Our company address changed a few months ago, and in the interest of practicing what I preach, I updated Short Hills Design's NAP (name, address, phone #) listings across the Internet using Moz local (which I highly recommend -- and for which I receive no commission, fee, etc).
I received a notice from Yellow Pages United which listed the information I had submitted, and I had noticed that there was an error. So I jumped down to the bottom of the form and I checked off "list with changes."
A few weeks later I received an invoice from Yellow Pages United for $396. I gave them a call and they promptly cancelled the listing with no hassle at all. I went on to explain that I did not read the bottom area where it said that I was signing up for something and I took full responsibility for that. I told them that I thought it was deceptive because I was just trying to verify my Yellow Pages listing so it would be accurate.
I've included a scan of the invoice below so you can see what I'm talking about. Note that in all fairness to Yellow Pages United, I don't have a copy of the original paper that I submitted. However, they did attach a copy of what I signed to the invoice (see attached) -- as if to "remind me" of what I did.
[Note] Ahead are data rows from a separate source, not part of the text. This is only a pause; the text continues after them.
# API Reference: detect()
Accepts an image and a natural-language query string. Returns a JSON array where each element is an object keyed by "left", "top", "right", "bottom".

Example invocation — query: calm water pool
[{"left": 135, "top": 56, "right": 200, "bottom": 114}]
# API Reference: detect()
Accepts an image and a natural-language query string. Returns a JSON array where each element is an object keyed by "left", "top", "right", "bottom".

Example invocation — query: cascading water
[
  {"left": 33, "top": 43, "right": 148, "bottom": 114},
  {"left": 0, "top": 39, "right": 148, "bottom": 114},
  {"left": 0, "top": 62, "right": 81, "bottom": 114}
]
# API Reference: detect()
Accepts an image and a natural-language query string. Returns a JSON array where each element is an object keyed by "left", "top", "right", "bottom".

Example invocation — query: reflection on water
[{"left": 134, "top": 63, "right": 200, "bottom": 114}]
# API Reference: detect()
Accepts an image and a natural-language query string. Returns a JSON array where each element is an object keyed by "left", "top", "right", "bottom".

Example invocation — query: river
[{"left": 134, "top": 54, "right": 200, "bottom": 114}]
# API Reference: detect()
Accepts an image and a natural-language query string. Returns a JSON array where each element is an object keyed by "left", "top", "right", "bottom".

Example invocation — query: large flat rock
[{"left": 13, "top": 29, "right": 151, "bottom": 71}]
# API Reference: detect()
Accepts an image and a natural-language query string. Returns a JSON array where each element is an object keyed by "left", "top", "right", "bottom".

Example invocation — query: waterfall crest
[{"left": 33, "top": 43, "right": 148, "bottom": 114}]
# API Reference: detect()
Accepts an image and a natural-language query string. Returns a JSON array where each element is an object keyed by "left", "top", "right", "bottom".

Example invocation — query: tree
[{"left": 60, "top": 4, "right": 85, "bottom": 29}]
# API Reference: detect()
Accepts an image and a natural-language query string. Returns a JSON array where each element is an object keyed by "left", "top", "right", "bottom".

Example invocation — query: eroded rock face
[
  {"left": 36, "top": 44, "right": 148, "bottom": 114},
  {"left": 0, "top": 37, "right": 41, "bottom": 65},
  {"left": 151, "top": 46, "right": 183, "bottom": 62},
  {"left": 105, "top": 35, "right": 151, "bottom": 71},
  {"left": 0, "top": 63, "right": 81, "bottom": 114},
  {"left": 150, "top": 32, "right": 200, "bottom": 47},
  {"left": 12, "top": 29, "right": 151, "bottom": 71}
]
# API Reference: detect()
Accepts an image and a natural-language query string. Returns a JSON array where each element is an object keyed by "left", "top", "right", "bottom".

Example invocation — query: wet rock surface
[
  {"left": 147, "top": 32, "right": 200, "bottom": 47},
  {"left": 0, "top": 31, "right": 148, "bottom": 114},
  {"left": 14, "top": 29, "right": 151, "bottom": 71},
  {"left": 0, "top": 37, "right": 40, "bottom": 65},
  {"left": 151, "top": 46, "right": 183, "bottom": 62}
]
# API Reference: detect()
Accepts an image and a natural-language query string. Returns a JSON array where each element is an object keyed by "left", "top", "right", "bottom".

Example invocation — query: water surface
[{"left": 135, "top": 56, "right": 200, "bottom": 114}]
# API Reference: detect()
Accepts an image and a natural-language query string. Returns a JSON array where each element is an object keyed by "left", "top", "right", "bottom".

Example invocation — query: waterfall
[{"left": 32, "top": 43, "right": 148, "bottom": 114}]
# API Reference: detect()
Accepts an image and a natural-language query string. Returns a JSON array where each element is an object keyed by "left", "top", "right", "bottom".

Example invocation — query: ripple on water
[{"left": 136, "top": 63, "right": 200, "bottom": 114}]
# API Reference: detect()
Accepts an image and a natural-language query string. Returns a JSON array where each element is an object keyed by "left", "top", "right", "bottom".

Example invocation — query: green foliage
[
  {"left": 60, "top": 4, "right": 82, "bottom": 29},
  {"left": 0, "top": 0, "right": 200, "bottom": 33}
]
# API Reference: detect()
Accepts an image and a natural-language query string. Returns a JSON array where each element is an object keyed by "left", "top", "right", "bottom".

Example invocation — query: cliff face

The rep was firm -- but understanding and very polite. She explained to me that "Yellow Pages" is a brand with 300+ companies, and that "Yellow Pages United" isn't "YP.com". Apparently what happened - according to the rep - was that I submitted my free yellow pages listing, and that I "coincidentally" received this offer from Yellow Pages United - that had no bearing on the free Yellow Pages listing I submitted (confused yet? I was). I told her that the only reason I even looked at it was because I was expecting a company verification type of letter from them (as you would receive when you verify any online listing to prove that it's you).
Still confused I said to her, "But you have the Yellow Pages logo,...?"
And she replied that many of the Yellow Pages companies use the logo, and that they are different companies.
Personally it seems to me that creating 300 companies that all say "Yellow Pages" in some form another, and that also share the same "Yellow Pages" logo is deceptive - if not ethically borderline.
At the end of the day, I have a hard time believing that they didn't consider customer confusion when they setup their umbrella brand in this manner -- as doing such makes it very easy for someone to make a mistake -- including yours truly!